C’est une question difficile, car il y a beaucoup trop d’informations. Par conséquent, il devient compliqué de trouver des informations qui soient correctes, vraies et importantes dans cette masse d’informations. Bien sûr, il y a aussi beaucoup de désinformation. Certes, les gens sont informés, mais au-delà de ça, il leur est très difficile de comprendre qu’il y ait une guerre qui est en cours en ce moment, qui ressemble à la Seconde Guerre mondiale. Et c’est quelque chose qui ne s’était pas produit depuis quatre-vingts ans ici, sur le continent européen. Bien sûr, il y a eu une guerre en Yougoslavie, mais l’échelle est tout à fait différente. Et ce n’est pas comme des conflits d’une faible intensité que l’on pourrait observer dans d’autres pays. Une vraie guerre est en cours en Ukraine, et cela se passe juste sur notre seuil.

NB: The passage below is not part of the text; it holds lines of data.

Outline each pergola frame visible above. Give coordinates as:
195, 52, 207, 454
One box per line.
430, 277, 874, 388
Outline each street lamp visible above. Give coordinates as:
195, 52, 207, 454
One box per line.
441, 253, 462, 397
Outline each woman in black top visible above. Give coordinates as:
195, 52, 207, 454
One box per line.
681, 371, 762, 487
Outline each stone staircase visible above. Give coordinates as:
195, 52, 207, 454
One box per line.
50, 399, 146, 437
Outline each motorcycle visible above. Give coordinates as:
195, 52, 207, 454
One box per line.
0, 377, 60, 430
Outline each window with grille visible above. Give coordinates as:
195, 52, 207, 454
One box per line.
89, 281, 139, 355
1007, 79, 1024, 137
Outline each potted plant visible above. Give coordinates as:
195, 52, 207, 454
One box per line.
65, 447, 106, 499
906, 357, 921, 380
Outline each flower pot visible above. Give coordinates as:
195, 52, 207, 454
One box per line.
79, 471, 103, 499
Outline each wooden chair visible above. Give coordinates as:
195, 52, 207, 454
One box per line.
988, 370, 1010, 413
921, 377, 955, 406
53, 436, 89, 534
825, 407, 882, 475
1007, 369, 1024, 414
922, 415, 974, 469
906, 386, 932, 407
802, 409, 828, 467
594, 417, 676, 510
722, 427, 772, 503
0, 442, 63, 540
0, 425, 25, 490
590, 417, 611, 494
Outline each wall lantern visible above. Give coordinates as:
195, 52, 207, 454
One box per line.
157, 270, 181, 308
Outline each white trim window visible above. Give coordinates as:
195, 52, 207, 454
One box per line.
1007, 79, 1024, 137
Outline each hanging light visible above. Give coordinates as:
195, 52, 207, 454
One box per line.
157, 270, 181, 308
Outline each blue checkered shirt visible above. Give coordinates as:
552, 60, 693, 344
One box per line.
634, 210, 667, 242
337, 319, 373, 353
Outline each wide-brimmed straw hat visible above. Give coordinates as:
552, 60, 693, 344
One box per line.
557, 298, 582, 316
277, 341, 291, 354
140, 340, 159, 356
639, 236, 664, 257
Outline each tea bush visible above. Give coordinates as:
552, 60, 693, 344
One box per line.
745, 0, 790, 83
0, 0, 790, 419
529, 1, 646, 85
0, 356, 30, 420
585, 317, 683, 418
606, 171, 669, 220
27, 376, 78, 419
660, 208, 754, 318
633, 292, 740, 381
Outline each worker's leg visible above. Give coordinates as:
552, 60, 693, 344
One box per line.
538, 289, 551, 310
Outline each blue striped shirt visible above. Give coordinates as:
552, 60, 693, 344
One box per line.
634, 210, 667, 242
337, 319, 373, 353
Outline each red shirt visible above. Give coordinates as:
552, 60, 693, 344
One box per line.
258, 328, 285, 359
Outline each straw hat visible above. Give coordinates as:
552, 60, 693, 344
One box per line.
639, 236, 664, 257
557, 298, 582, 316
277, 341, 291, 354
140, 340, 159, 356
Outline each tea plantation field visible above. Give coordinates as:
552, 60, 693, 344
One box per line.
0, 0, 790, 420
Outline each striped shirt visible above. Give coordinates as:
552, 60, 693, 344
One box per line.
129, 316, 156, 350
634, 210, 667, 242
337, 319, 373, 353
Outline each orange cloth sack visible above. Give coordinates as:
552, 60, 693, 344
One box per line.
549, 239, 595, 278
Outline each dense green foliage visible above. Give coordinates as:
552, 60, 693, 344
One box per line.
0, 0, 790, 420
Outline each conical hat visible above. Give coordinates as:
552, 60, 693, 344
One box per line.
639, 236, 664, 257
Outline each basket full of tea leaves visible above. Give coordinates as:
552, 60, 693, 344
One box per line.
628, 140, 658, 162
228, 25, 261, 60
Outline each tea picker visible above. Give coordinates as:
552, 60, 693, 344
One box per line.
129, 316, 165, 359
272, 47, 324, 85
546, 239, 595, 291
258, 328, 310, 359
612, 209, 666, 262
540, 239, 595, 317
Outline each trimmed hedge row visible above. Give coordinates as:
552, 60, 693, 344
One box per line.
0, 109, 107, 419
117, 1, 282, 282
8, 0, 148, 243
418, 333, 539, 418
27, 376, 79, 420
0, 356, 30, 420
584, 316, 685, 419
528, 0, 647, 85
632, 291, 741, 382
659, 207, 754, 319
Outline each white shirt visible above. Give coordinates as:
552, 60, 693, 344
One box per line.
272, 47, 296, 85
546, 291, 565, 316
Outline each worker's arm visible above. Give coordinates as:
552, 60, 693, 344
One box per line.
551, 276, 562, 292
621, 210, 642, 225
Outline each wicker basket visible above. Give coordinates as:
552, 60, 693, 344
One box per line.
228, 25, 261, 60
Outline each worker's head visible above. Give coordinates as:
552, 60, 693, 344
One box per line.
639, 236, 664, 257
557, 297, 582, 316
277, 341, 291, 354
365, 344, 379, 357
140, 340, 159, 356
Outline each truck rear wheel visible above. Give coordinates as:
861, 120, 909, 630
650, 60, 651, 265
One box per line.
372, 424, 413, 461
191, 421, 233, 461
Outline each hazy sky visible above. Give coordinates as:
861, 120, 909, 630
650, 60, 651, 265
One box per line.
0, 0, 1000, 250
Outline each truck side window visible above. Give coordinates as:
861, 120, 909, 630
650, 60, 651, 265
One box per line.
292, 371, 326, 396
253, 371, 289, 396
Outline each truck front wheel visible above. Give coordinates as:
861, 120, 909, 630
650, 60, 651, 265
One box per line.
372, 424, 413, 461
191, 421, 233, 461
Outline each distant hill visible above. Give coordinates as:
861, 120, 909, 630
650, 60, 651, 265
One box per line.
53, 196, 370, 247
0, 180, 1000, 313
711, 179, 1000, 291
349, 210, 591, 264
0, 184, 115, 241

– Selon vous, les Européens sont-ils prêts à se battre si, dans le pire des cas, cette guerre dépasse les frontières de l’Ukraine ?

Je crois que l’Europe et l’OTAN ont tous les moyens nécessaires pour faire vaincre les Russes. Là, je n’ai pas de doutes. Il faudra un certain temps pour que les gens ordinaires puissent assimiler une nouvelle mentalité, car durant trois générations, nous avons joui d’une vie en paix et nous devons y revenir d’une façon ou d’une autre. Mais, comme nous l’avons vu en Ukraine, ce « basculement » se produit très rapidement.